Given all this i am tempted (when I finally get the villa) to go for the highest speed Internet I can get, go cheaper on the cable, and then just subscribe to the coverage on MLB.com, NHL.com, and NFL game pass, and download the Daily Show when I can. Which leaves my wife's soap operas and I think there are few options with those.


----------



## fcjb1970 (Apr 30, 2010)

Roadworrier said:


> Given all this i am tempted (when I finally get the villa) to go for the highest speed Internet I can get, go cheaper on the cable, and then just subscribe to the coverage on MLB.com, NHL.com, and NFL game pass, and download the Daily Show when I can. Which leaves my wife's soap operas and I think there are few options with those.


I don't have any TV service anymore not even basic. I download everything I want to watch. It is pretty easy to find very good quality avi (or these days more likely mp4) of pretty much any US TV show within hours of it being aired back home. For things you might want in true HD you can usually find MKV files for most shows in 786 and/or 1080.
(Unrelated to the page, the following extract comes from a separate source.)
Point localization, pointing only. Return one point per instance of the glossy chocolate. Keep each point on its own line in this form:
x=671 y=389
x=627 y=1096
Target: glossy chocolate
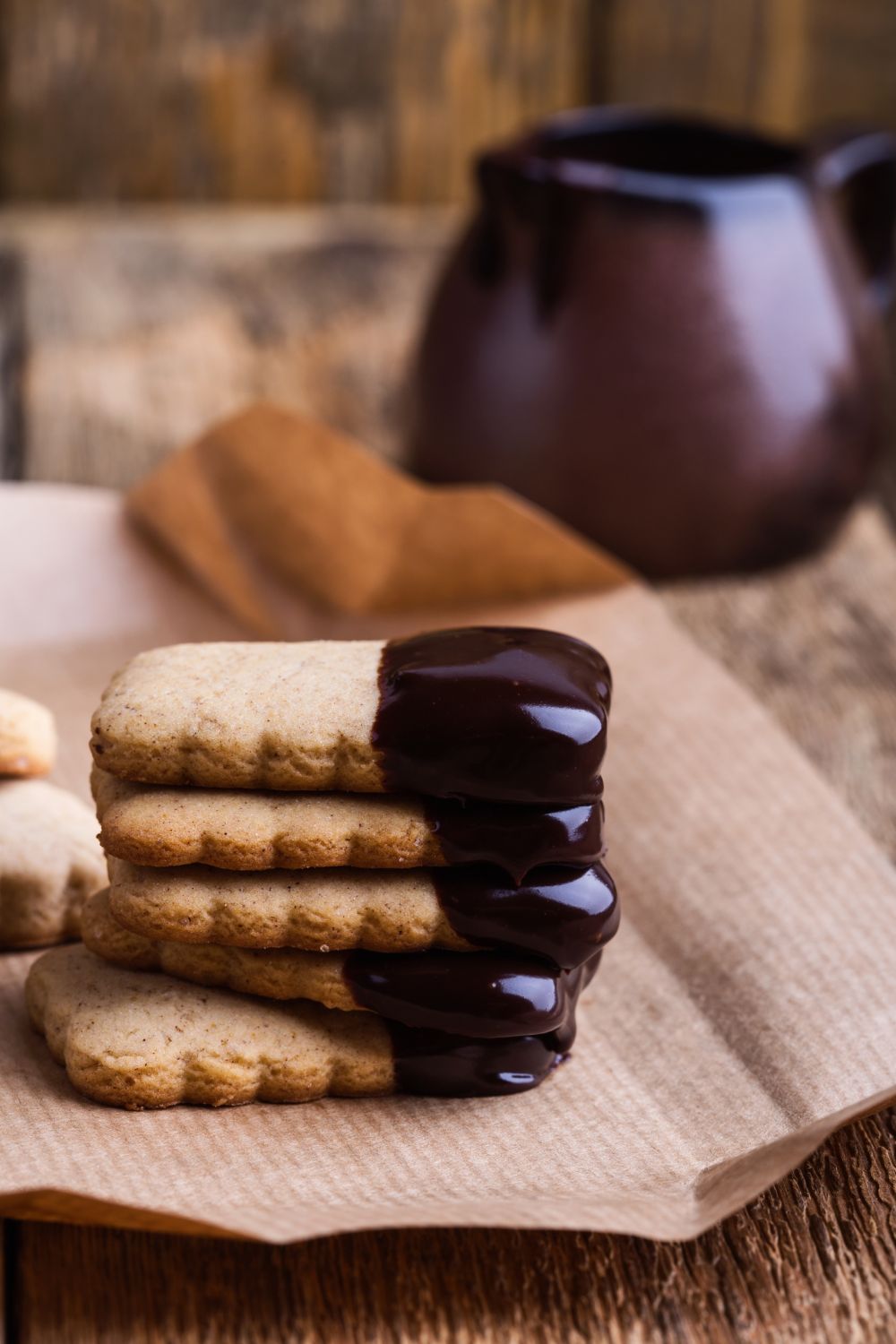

I did NFL for the playoffs last year and was really impressed with the signal quality. Here and there it slowed down, but most of the games the picture and sound were great. MLB is a little more hit and miss. The biggest problem with MLB is that games will (far to frequently) reset and start over. But I love coming home and watching the previous days game (well as a Rockie/Cub fan maybe not this year). But there is zero coverage of baseball here so unless you go looking for a score you will not know it. Same with football, very easy to keep from knowing a score for a day or so till you can watch it on delay.


----------



## Roadworrier (Jul 3, 2012)

I have the ESPN score and game update app on my iDevices and that works all the time everywhere so I can ruin the suspense.


----------



## fcjb1970 (Apr 30, 2010)

Roadworrier said:


> I have the ESPN score and game update app on my iDevices and that works all the time everywhere so I can ruin the suspense.


Back in CO I had the baseball package so I could watch Cubs games and often would save to DVR and watch at night. Cannot tell you how many phone conversations with my dad began with, 'I have not seen the game do not say anything...'


----------